The problem here seems to be Google trying to make the answers more trustworthy through rag, but they didn’t bother to scrub the reddit data their relying on well enough, so joke and shit answers are getting mixed in. This is more a datascrubbing problem then an accuracy problem.
But overall I generally agree with your point.
One thing I think people overlook though is that for a lot of things, maybe most things, there isn’t a “correct” answer. Expecting llms to reach some arbitrary level of “accuracy” is silly. But what we do need is intelligence and wisdom in these systems. I think the camera jam example is the best illustration of that. Opening the back of the camera and removing the film is technically a correct way to fix the jam, but it ruins the film so it’s not an ideal solution most of the time, but it takes intelligence and wisdom to understand that.
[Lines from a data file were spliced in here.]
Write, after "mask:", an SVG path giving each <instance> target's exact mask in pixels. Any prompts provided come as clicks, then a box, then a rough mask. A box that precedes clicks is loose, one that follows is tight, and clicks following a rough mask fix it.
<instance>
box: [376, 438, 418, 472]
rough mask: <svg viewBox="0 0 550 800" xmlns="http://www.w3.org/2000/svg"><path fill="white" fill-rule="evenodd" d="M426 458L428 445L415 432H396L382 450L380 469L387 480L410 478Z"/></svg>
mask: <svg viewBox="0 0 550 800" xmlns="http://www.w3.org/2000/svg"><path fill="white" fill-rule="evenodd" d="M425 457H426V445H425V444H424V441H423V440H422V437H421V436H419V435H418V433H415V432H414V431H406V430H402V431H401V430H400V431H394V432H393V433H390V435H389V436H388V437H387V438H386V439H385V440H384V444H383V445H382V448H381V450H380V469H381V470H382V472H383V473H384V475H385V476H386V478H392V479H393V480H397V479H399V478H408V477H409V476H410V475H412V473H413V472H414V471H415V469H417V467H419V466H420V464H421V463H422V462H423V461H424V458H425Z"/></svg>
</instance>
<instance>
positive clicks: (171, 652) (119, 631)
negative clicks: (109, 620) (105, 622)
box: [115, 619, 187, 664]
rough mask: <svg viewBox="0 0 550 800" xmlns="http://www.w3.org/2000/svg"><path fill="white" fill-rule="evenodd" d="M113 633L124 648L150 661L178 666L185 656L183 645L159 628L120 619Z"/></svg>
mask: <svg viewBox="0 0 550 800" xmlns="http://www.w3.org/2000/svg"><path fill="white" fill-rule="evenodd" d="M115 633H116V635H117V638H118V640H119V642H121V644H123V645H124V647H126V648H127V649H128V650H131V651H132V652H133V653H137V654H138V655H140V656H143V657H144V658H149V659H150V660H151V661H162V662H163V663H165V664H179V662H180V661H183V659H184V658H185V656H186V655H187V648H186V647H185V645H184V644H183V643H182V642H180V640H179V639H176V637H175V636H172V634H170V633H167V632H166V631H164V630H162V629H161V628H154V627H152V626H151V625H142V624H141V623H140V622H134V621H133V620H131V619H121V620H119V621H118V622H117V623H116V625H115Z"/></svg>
Just a guess, but it’s probably a combination of two things. First, if we say a self driving car is going to hit an edge case it can’t resolve once in every, say, 100,000 miles, the number of Tesla’s and other self driving cars on the roads now means more miles driven more frequently which means those edge cases are going to occur more frequently. Second, people are becoming over reliant on self driving - they are (incorrectly ) trusting it more and paying less attention, meaning less chance of human intervention when those edge cases occur. So probably the self driving is overall better, but the number of accidents overall is increasing.